Und München ist seine persönliche Heroinstadt, ja sicher, das ist seit fast 8 Jahren vorbei, aber ich bin auch nicht so blind, dass ich dieses spezielle Glimmen in seinen Augen nicht sehe, wenn er von dieser speziellen Droge erzählt.
Tja. Tja, das nennt man wohl Hysterie, aber ich kann nichts dagegen tun, mein Hirn spielt Filme ab, und in denen hat er sich schon aus dem Leben gefixt. Nicht in den Tod: Einfach aus DIESEM Leben raus.
Hysterie. Und Liebe. Vielleicht auch Egoismus.
Zabuda schrieb am 29.12. 2002 um 19:25:29 Uhr zu
Bewertung: 2 Punkt(e)
Bill Gains setzte sich nach Lexington ab,und ich machte mich mit meinem Wagen und zwei Gramm Junk auf den Weg nach Texas.Ich sagte mir,der Stoff würde wohl für einen langsamen Entzug reichen,und ich hatte einen genauen Reduktionsplan ausgearbeitet,der auf zwölf Tage angelegt war.Ich hatte zwei Flaschen dabei,eine mit Junklösung und eine mit destilliertem Wasser.Jedesmal,wenn ich mir einen Schuß setzte,wollte ich die entnommene Junklösung durch die gleiche Menge destiliiertes Wasser ersetzen..Am Ende würde ich dann reines wasser spritzen.Jeder Junkie kennt diese Methode.Eine Variante davon ist die chinesische Kur,die mit Opiumtinktur und Wampole´s Tonic durchgeführt wird-nach ein paar Wochen trinkt man nur noch reines Tonic.
Vier Tage später,in Cincinnati,war der Junk alle und ich konnte nicht mehr weiter.Ich habe nie einen erlebt,der mit so einer selbstverordneten Kur Erfolg hatte.Man findet immer einen Grund,um sich ausnahmsweise ein bißchen mehr Junk zu genehmigen.Schließlich ist dann der Junk aufgebraucht und man ist noch gnauso süchtig wie vorher.

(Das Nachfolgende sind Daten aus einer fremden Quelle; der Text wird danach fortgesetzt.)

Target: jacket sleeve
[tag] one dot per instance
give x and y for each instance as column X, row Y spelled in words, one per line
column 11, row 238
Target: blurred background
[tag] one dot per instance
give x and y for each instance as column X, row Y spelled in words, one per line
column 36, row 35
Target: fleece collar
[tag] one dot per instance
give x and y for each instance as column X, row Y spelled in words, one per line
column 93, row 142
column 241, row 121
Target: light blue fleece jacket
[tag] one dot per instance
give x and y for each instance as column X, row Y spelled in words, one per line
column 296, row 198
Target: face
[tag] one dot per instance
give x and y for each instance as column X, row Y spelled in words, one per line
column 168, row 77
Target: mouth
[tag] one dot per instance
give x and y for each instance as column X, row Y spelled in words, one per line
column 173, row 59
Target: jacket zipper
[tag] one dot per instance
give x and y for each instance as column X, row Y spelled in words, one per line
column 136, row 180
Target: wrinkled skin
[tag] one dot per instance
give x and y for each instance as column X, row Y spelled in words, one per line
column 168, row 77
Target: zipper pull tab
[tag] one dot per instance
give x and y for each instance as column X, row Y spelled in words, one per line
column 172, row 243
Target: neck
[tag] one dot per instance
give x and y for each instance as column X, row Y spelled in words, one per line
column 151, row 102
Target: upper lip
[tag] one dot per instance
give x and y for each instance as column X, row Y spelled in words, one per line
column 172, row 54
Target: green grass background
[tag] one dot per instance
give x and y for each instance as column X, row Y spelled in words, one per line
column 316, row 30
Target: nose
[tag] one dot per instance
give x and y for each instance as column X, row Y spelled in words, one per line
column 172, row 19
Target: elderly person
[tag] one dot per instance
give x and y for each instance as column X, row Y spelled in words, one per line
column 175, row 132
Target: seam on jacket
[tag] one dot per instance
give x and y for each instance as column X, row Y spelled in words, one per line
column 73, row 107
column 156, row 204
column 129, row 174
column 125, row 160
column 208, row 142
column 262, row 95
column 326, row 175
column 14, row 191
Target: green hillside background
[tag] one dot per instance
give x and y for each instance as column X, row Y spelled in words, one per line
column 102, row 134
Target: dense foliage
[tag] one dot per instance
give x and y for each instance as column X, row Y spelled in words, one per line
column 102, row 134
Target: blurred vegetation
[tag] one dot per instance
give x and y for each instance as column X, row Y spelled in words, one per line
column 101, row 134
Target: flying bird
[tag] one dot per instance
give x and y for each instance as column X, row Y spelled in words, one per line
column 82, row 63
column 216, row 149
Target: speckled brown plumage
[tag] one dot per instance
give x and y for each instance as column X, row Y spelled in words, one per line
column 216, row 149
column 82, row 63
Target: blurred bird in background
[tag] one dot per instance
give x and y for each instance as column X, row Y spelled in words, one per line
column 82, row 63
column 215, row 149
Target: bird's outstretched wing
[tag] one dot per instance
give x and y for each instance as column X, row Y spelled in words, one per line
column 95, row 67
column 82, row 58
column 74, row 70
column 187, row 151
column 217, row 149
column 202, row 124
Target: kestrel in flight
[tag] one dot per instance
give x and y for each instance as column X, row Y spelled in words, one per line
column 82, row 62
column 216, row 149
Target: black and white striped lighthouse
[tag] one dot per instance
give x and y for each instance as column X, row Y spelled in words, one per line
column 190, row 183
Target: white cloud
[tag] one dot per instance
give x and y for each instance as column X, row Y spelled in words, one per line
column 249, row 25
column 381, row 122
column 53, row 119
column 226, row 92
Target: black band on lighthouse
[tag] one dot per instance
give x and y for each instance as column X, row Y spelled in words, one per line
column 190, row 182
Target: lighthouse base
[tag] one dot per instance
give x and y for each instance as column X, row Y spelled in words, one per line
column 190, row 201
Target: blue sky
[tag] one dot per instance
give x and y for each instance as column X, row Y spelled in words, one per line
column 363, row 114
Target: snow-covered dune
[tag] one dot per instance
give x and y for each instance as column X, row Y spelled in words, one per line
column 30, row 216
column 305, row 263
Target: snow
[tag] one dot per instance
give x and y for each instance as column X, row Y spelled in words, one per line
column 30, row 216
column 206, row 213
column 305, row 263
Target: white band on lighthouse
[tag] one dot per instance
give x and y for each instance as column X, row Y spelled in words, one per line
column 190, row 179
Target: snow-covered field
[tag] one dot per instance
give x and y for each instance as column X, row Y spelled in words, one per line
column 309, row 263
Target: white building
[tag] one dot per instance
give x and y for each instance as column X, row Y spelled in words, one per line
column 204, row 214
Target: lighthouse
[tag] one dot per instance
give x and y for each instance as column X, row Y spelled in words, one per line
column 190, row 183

»Junkie« von William S.Burroughs,ohne Vorsatz aufgeschlagen und auf Seite 94 gelandet.
toschibar schrieb am 10.2. 2003 um 18:58:49 Uhr zu
Bewertung: 2 Punkt(e)
Was halten Süchtige eigentlich von der Freigabe? Ich hätte gerne den etwa 40-jährigen Patienten gefragt, der mir am Samstag zwar sagen konnte, wann er geboren wurde(»No-Brtzslfx« »wie bitte?« »No-Brtzlmmmmbmbmd« »Was???« »Brtzl-No-Brtzlmmmbm-no-no-november«) wie er heißt (»brzflkrtzzz-nonono-vember«), wo er wohnt (»brztgdhdjjfj-no-no-vembrzerlk«), was er eingenommen hatte (»nono-nono-novmeberzlfk«) und wo er war (»brzdfmbmlll«), konnte er mir leider nicht mitteilen- oder er wollte es nicht, wegen seiner Würde und der bösen Gesellschaft und dem ganzen Kram. Genau.
Das war alles ganz lustig, auch sein Gesichtstattoo, dass wohl mit einer 5mm breiten Stricknadel gestochen wurde, war noch lustig anzuschauen. Dass seine Fuß- und Fingernägel ungefähr 5cm zu lang waren und sich um die jeweilige zugehörige Extremität wickelten - vielleicht ein Mode-Gag. Ob der Geruch, der von ihm ausging auch ein Mode-Gag ist, weiß ich nicht, ich kenne mich mit Mode nicht so aus.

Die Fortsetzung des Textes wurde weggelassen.